OLBERMANN: The Harry Potter websites, as we heard, have reportedly received these e-mails from concerned parents, and one was quote in there, "We, as parents, feel Daniel should not appear nude. Our nine-year-old son looks up to him as a role model." Obviously, if they're sitting in the front row of "Equus" at London, they're really going to be looking up at him, but otherwise, is that an over-reaction on these people's parts?

MUSTO: Absolutely, I mean, how about the fact that the character he plays blinds six horses. That's much more upsetting than the fact that he's showing his booty. How about the fact that the horses themselves are hot. I mean, if Catherine the Great were alive, she would be the first in line. (INAUDIBLE) And worst of all Keith, how about the fact that this play is utter Ca-Ca? I saw it as a kid. I've been a little twitchy ever since.

It just is pretentious psycho babble schlock (ph).

OLBERMANN: Mr. Radcliffe's spokesman has said - let me quote this exactly - "Daniel does not want to step away from Harry Potter, but he does want to show he is a rounded actor, capable of very different and diverse roles." Are there other, simpler ways that you could prove that you are rounded?

MUSTO: Oh sure. He could have done a Dana Plato (ph) and ODed. He could have done a Todd Bridges and maybe kill somebody in a crack house. Or an Adam Rich, and keep that horrible bowler haircut. I think Daniel is doing pretty well a recovering child star. I mean, being a naked stage actor is looking better all the time, isn't it?

OLBERMANN: All right, let's switch over to the other way you could go, which is turn into Kevin Federline and this ad, not, sadly, for Fed-Ex, but for an insurance company. Let's play it first.



UNIDENTIFIED MALE: Federline, fries.

ANNOUNCER: Life comes at you fast.


OLBERMANN: So he is finally going to get the audience he has so richly not deserved. Ninety million people are going to see that commercial.

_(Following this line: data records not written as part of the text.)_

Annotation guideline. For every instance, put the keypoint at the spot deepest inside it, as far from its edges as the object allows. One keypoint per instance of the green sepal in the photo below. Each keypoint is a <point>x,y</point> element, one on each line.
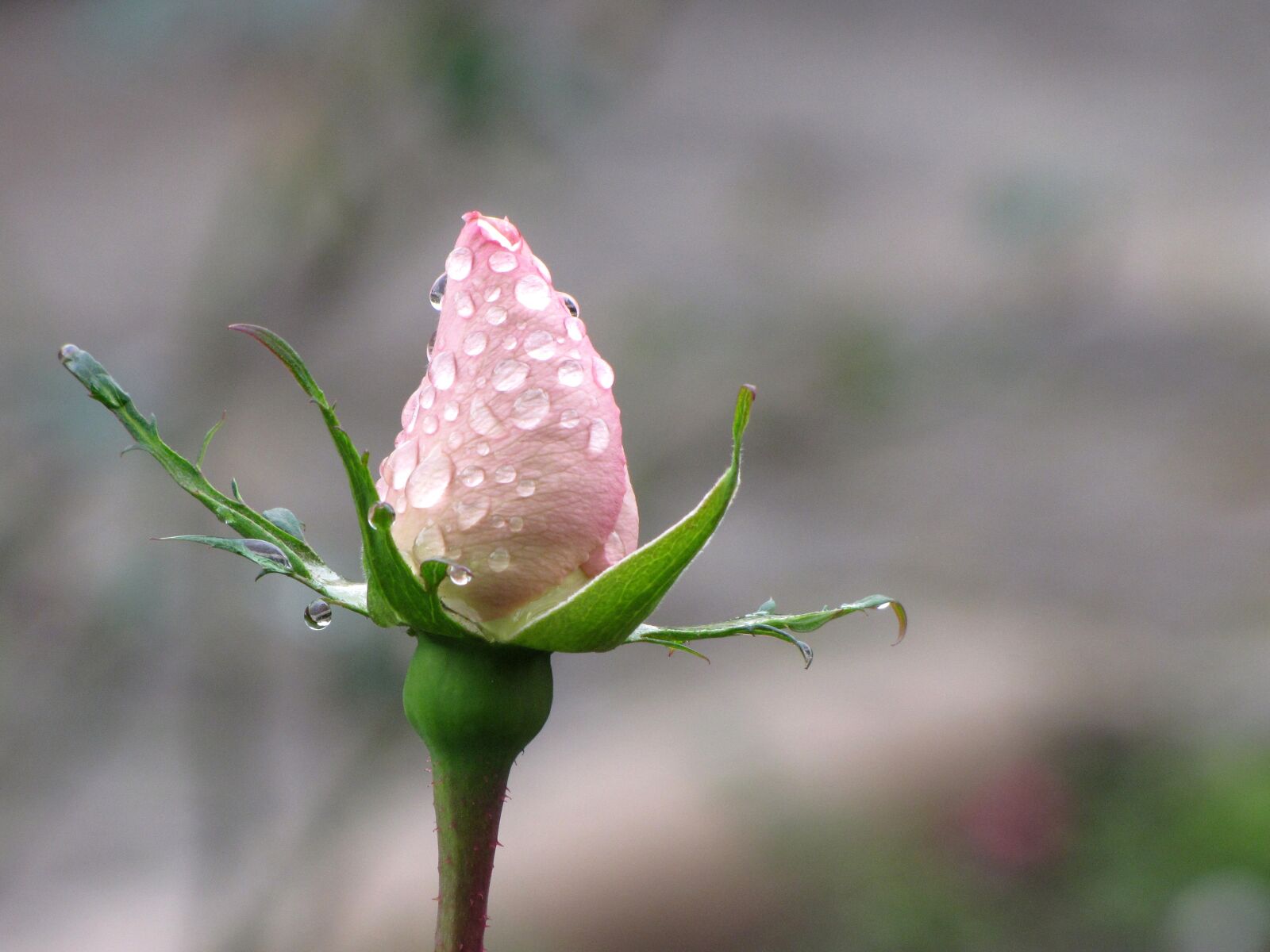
<point>765,621</point>
<point>304,564</point>
<point>395,596</point>
<point>267,555</point>
<point>601,615</point>
<point>286,520</point>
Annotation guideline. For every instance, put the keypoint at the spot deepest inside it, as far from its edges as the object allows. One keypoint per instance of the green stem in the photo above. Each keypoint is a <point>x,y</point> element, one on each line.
<point>476,706</point>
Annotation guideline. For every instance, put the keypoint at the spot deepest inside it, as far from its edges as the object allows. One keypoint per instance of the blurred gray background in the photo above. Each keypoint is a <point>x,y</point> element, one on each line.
<point>1001,273</point>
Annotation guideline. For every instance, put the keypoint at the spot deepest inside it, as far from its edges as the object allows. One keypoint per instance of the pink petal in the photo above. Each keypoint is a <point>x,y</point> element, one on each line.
<point>514,466</point>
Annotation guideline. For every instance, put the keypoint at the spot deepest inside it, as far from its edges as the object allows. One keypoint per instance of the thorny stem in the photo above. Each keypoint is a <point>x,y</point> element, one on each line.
<point>476,706</point>
<point>469,801</point>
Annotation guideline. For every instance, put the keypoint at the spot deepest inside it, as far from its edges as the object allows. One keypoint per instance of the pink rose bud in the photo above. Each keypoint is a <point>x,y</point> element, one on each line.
<point>510,459</point>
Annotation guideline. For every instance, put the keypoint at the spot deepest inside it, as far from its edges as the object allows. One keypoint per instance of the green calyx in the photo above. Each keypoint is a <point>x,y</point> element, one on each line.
<point>607,612</point>
<point>469,698</point>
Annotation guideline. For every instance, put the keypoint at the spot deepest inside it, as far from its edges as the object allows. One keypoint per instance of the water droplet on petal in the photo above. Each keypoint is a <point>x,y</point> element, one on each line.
<point>482,418</point>
<point>429,480</point>
<point>603,372</point>
<point>376,511</point>
<point>571,374</point>
<point>402,463</point>
<point>471,512</point>
<point>598,441</point>
<point>442,371</point>
<point>530,408</point>
<point>459,263</point>
<point>438,291</point>
<point>508,374</point>
<point>533,292</point>
<point>540,346</point>
<point>429,543</point>
<point>318,615</point>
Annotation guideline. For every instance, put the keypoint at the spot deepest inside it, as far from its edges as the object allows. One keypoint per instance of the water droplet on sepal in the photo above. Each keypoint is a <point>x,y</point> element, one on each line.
<point>318,615</point>
<point>380,512</point>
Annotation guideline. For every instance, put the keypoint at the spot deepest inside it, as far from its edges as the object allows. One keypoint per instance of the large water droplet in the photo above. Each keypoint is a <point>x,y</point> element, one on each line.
<point>318,615</point>
<point>459,263</point>
<point>482,418</point>
<point>603,372</point>
<point>268,551</point>
<point>508,374</point>
<point>429,482</point>
<point>502,262</point>
<point>438,291</point>
<point>381,507</point>
<point>442,371</point>
<point>402,463</point>
<point>533,292</point>
<point>571,374</point>
<point>471,512</point>
<point>429,543</point>
<point>530,408</point>
<point>540,346</point>
<point>598,441</point>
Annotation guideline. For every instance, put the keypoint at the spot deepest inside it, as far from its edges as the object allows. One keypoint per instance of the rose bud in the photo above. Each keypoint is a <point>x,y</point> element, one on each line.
<point>510,461</point>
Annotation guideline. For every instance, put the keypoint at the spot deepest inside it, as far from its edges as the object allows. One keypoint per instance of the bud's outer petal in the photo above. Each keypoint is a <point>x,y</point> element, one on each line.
<point>510,459</point>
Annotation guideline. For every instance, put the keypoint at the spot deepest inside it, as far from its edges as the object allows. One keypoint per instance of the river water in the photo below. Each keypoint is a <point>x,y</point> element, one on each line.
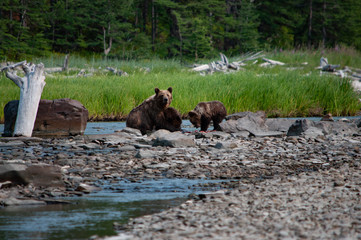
<point>94,214</point>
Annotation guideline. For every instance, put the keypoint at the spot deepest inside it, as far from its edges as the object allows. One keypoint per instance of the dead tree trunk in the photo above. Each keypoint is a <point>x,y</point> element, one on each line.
<point>31,87</point>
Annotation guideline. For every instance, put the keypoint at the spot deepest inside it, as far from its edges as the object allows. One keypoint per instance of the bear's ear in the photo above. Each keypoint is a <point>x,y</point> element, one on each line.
<point>192,114</point>
<point>156,90</point>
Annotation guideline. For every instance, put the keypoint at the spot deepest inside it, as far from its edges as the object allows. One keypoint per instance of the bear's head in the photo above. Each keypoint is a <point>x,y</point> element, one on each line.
<point>195,118</point>
<point>163,97</point>
<point>173,117</point>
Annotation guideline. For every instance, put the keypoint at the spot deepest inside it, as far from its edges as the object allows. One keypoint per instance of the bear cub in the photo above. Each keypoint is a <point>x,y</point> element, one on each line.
<point>205,112</point>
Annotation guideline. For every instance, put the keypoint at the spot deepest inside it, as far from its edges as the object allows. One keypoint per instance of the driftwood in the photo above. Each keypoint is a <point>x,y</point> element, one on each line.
<point>117,72</point>
<point>65,66</point>
<point>273,62</point>
<point>325,66</point>
<point>223,65</point>
<point>31,87</point>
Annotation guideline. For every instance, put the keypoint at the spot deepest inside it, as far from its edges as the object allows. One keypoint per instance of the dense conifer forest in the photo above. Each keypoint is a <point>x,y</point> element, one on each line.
<point>185,29</point>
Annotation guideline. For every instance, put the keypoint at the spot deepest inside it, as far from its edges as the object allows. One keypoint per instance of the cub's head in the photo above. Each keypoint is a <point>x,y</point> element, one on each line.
<point>195,118</point>
<point>163,97</point>
<point>173,117</point>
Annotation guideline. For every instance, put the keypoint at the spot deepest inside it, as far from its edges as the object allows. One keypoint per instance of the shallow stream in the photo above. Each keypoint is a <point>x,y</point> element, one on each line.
<point>94,214</point>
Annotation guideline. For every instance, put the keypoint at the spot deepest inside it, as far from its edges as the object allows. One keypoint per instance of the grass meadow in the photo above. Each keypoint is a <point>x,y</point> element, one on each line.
<point>294,90</point>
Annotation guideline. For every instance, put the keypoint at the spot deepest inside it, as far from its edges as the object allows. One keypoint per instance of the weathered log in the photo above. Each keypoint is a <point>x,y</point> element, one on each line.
<point>31,87</point>
<point>273,62</point>
<point>325,66</point>
<point>66,63</point>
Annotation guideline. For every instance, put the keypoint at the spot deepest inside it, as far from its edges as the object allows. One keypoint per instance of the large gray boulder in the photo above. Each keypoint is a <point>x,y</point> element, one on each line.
<point>59,117</point>
<point>172,139</point>
<point>254,123</point>
<point>41,175</point>
<point>305,127</point>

MUSTO: Well, first of all, that's going to disturb children. But yes, I mean, Britney got nine people for the movie "Crossroads." I was one of them thank you. I'd like my money back. He is getting a captive audience of 90 million. I actually don't feel those people will stay captive. They would need "Clockwork Orange" devices on their eyes lids to keep them open and pointed toward the TV. I actually predict that when this commercial comes on there will be the biggest massive, en masse bathroom break in American history. The country's going to be on a brown alert.

OLBERMANN: Yes, the people in Miami have already been warned about flushing simultaneously. Now we'll quickly get to Courtney Love and "US Magazine" saying that the executive producer of Idol called her to possibly replace Paula Abdul. And she said, yes, he called. He was wondering if I was interested. I thought it was kind of weird, but brilliant. And now he has issued a statement saying - this fellow Lithgow (ph) - that he never made the phone call.

So did Courtney Love just have a hallucination about becoming an "American Idol" judge?

MUSTO: I would imagines so, but I think it's perfect, because "American Idol" now is rehab for celebrities. I hear that Isaiah Washington's going to be a judge, along with Lindsay Lohan and Mel Gibson. And if this did happen with Courtney, it's perfectly wonderful, because you wouldn't even have to tell Paula. You wouldn't even have to remove Paula, just leave her there. Bring Courtney in. You wouldn't even have to tell Courtney. Just tell Simon to adjust his barbs.

OLBERMANN: And maybe then Courtney Love could move on to playing opposite Daniel Radcliffe in "Equus" in London.

MUSTO: That's disturbing.

OLBERMANN: That is disturbing. The one and only Michael Musto, great thanks for your time tonight Michael. That is Countdown for this the 1,389th day since the declaration of the mission accomplished in Iraq. I'm Keith Olbermann, good night and good luck.